Distinguishing sets according to more fine-grained notions than cardinality.

114 Views Asked by At

I'm interested in distinguishing sets according to more fine-grained notions than cardinality. Now I don't know a thing about computability theory, but it seems to me that considering sets up to "computable bijection" is an inherently sensible way to achieve this.

To this end, I was thinking:

  1. By an enumerated set, let us mean a pair $(X,x)$ such that $X$ is equipped with a bijection to $x : \mathbb{N} \rightarrow X$.
  2. Study the category whose objects are enumerated sets, such that an arrow $f : (X,x) \rightarrow (Y,y)$ is just a function $U(f) : X \rightarrow Y$ with the property that $y^{-1} \circ U(f) \circ x$ is a computable function.

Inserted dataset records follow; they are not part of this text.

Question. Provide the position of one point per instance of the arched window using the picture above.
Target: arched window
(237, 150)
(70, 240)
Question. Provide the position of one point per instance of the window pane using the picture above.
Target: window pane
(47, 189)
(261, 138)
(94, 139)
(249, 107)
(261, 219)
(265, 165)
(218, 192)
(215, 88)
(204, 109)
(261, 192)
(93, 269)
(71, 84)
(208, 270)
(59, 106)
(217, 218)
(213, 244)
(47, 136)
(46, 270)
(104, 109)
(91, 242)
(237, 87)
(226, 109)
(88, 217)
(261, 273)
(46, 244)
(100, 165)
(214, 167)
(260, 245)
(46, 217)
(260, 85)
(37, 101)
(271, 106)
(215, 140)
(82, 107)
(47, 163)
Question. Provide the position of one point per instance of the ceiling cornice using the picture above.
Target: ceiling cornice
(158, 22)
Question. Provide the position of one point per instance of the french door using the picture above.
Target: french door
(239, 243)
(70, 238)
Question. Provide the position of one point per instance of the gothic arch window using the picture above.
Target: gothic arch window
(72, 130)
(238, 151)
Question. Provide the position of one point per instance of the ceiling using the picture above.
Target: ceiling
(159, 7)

Note that we're not requiring the diagram involving $x,y$ and $f$ to commute.

Are people talking about this sort of thing? If so, where can I learn more?

2

There are 2 best solutions below

0
On

You may wish to extend your ordering range to the ordinals, which are in some senses more fine-grained than cardinals.

You may also wish to read about order-embeddings and the constellation of related ideas that are linked and referenced there.

0
On

For subsets of the natural numbers, and for sets naturally connected with such subsets via indexing, the subject has been studied for a very long time. The Wikipedia article on the Arithmetical Hierarchy will give a start. There has been particularly fine-grained analysis of r.e. degrees, huge literature.